Hopefully you’ll try to return the favor to the little guy with some small gesture, like maybe decline to tap into Social Security. Can you at least make that commitment to help the little guy? Don’t drain the resources you don’t need that could help those who do.

Seems like a small — tiny — request to make of you under the circumstances.

The E Street Band Reunion Tour

Bruce Springsteen high-fives the crowd in Salt Lake City
Bruce high-fives the crowd in Salt Lake City during the E-Street Band reunion tour
Photo taken (on film!) by a friend I made while on the floor of the arena

Back during the E Street Band reunion tour, I completed my masters degree and — as a graduation present to me — I managed to get a ticket to see you in Salt Lake City, in the third row on the floor. Face value. I bought a Greyhound Bus ticket with the intention of making it a relatively cheap adventure.

It paid off.

At one point, Little Stevie was at the front of the stage, pointing down at the empty space and wondering why nobody was dancing around in the open space. It was an invitation. A security guard tried to hold me back — it was for the first two rows he was trying to tell me.

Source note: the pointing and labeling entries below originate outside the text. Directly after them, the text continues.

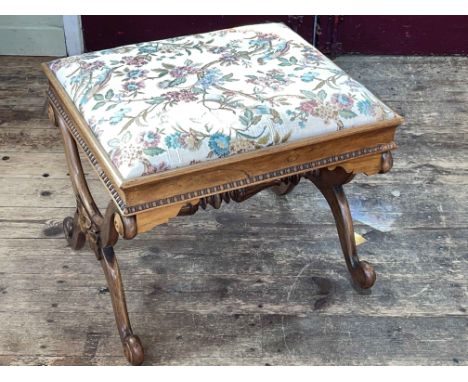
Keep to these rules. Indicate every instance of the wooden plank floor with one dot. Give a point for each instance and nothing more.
(258, 283)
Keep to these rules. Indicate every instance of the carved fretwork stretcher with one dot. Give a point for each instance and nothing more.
(143, 201)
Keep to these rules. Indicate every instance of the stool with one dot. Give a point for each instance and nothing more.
(175, 125)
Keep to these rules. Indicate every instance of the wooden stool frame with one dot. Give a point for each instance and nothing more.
(137, 206)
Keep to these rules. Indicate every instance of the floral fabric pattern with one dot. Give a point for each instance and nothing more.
(171, 103)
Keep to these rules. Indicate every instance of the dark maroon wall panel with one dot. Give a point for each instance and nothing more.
(102, 32)
(407, 35)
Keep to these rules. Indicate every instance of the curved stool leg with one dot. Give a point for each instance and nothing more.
(133, 349)
(88, 224)
(330, 184)
(73, 233)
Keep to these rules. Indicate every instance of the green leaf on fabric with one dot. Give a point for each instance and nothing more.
(284, 61)
(347, 114)
(322, 94)
(156, 100)
(177, 81)
(248, 114)
(109, 94)
(98, 105)
(153, 151)
(111, 106)
(244, 121)
(309, 94)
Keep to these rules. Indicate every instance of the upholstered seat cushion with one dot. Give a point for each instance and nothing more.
(166, 104)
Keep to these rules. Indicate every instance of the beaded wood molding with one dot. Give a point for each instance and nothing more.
(229, 186)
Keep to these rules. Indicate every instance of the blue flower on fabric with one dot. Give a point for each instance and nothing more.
(308, 77)
(173, 141)
(262, 109)
(147, 49)
(258, 43)
(136, 73)
(118, 116)
(365, 107)
(212, 77)
(219, 143)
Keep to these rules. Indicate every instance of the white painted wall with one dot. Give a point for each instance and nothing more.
(32, 35)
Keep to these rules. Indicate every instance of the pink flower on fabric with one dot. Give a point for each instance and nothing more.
(308, 106)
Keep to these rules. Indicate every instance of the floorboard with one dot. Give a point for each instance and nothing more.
(259, 283)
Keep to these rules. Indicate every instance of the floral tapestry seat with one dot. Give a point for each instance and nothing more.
(172, 103)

I danced around him and saddled right up to the stage. I was right there, reveling in the atmosphere, my hands pounding on the stage to the beat of the band. Then, there you were. Sweaty (or, well, drenched in the water you poured over yourself) and — after looking a little dazed — you looked down at me, put your hands out in front of me, I high-fived you and you ran across the stage high-fiving everybody who could get their hands in your path.

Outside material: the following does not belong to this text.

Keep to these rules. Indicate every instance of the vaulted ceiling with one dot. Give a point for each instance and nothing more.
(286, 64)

The awesomeness of that moment will never be forgotten. There was electricity that transferred from you to me. It’s still in my veins. And it’s why I’m taking this stand against how you’ve changed.

You were looking out for us back then.

But, thanks to some timely serendipity while on a mission to organize the Mattsonian Archives this summer, I was able to find more documentation around this trip and I’ve now put together a time value of money calculation to bridge betwen the “then” and the “now.”

Priced Out of the Market

Lord knows I’m jonesing to perform
I work hard and stay in good shape
But when it comes to my fans, they’ve had their day
After all, I’m the Boss and I’ve lost my will
I’ve grown lazy, just make the fans pay

Bruce, maybe you’re picking up a tempo here. This letter is dotted with lyrics I made up — tongue-in-cheek — and I give them to you. I “fiddle” with the guitar and the ukele, but I’m not a musician by any stretch of the imagination. Maybe you could turn them into a song. Call it, “Sticking It to the Working Fan.” Or, maybe, at a more personal, meta level, you should title it, “I Lost My Will.”

Can’t wait to hear it on Spotify; I now know better than to plan on hearing you perform it live.

Now, in this post-pandemic world, you’re looking out for yourself and nobody else. Such bad timing. Such bad optics all around.

I railed against the Rolling Stones for gouging fans. Elton John’s also priced me out of the concert market. But, people snap up the tickets and the shows still sell out without me, without my support.

So I’ve turned to supporting other acts with loads of energy, like OneRepublic and Inhaler (a new band that just completed its first tour of the States).

Don’t get me wrong. I could’ve purchased a ticket at face value for your 2023 tour. I could’ve been in GA or up in the nosebleeds.

Tickets were — and are — available, but you’re not worth it. I refuse to participate in this pricing madness.

It was a choice I made.

I took a stand and, with my free speech, I’ve now expressed it. Because I still have the will to do both.

There’s adventure to be had out there and it’s my free will that sends me in that direction.

From here on out, when I travel through that fabled land of hopes and dreams, the train I’m on will not have room for you.